小女孩不知跑去哪玩了,手很黑,许岚拿了快毛巾要出去打湿给她擦手,刚牵着女孩的手往外走,忽然看到了门口的小凳子上,多了一颗橙子。
……
斯越当晚回去,埋头扒了两碗的饭。
拿着老师给的六颗小星星,像是揣了什么宝贝,高兴地给了妈妈和爷爷一人两颗,然后揣着那两颗就小跑到了父亲那里。
他那个狭窄阴暗小房子还是暗不见光,斯越想问父亲什么时候能换一套大房子,但邱叔叔却说,等他爸什么时候把欠他的欠还完,就能换一套大房子了。
斯越又问,父亲还欠多少钱。
邱明磊笑了:“斯越别替他还,是个无底洞,你爸每天都还在欠我更多,估计要给我还一辈子债了。”
斯越不清楚父亲为什么会欠那么多钱,但在他的认知里,欠钱总是不好的,甚至会跟赌博挂钩。
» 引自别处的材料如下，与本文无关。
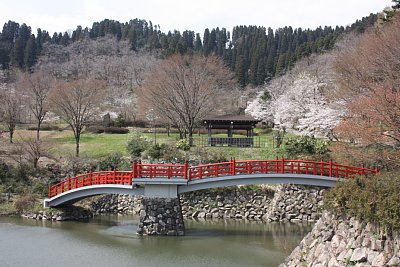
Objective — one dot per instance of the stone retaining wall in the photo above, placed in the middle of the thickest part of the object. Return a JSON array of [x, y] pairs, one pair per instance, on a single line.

“跟赌博没关系,不过他确实是在赌。”邱明磊静静想了想,感慨叹了口气,这么说,“……在赌,他那张脸能有一个好的机会。”
好了,也许就不会再被那么恶心。
但一个将会伴随终身的疤痕,又怎么能好,明知不可为而为之,是执着,是固执,更是愚蠢。
而且相比于那张脸,现在更重要的应该是他的身体问题。
但项易霖还是对那张脸做更多,下更多功夫。他向来都是这么固执,从邱明磊认识他的那一刻起,就知道他是这么的固执了。
所以邱明磊不再多说什么,只是把他在实验室给自己赚来的钱变着法子的拿给许妍和斯越花。
也是那段时间,项易霖又住了两次院。
他清晰地感知到,身体愈发不如从前,也许真的是曾经伤害了最爱他的人,所以现在遭到了反噬,那种痛和报都一点点砸回在自己身上,锥心蚀骨。
药按规律吃过一段时间,然后又不吃了。
每次镇定剂和那些治疗的药物打下去的时候,项易霖的确有了片刻的喘息,大脑一片空白,心情诡异的平静下来,对恨,痛,病什么都淡了。
但那份病里,有悔、有情、有痴、有愧。
掺杂了许多。
药剂冲散了他的一切,却也冲散了他作为人的那唯一一部分。
他是想要为某些而活着,但绝不是这样的活着。
哪怕痛苦的短暂苟活着,也绝不能遗忘一切的度过后半生。
这比死还不如。
尝试过,挣扎过,所以项易霖还是决定不治了。
不再强行治疗。
任他的病,他的念,永存下去,与他伴生到死。
他没告诉任何人,他的痛苦,也不该再让任何人替他分担承受。
有些深夜,因为严重戒药反应而导致剧烈疼痛的时候,他都只是一个人坐在那个小小的沙发上,面对着一堆旧物,听着电视机里响起的熟悉声音,额头忍痛的青筋暴起,他强忍着不去做出伤害自己的反应。
强忍着,不再让如果再有许妍去触碰他手臂时,有更多的丑陋恶心的东西被她看到。
电视机里,屏幕在摇摇晃晃,像少女的心跳。
她镜头里的那个人,清俊、安静,沉默寡言。
在她的镜头下,有了她的影子。
她的温柔和纯真如浪潮,不加丝毫掩饰,带着最赤诚滚烫的真心,从屏幕里扑面而来,烫他的身,灼他的心。
反反复复,不断折磨,至死不休。
项易霖艰难地喘息着,在黑暗中大汗淋漓,痛苦不断。
那明明是那么阳光明媚的一天。
只要拉开遮光的窗帘,就能看见外面阳光布满的样子。
是他自己不肯。
一直都是他自己把自己困在这里而已。
始终告诫自己,不能忘,不要忘,不想忘。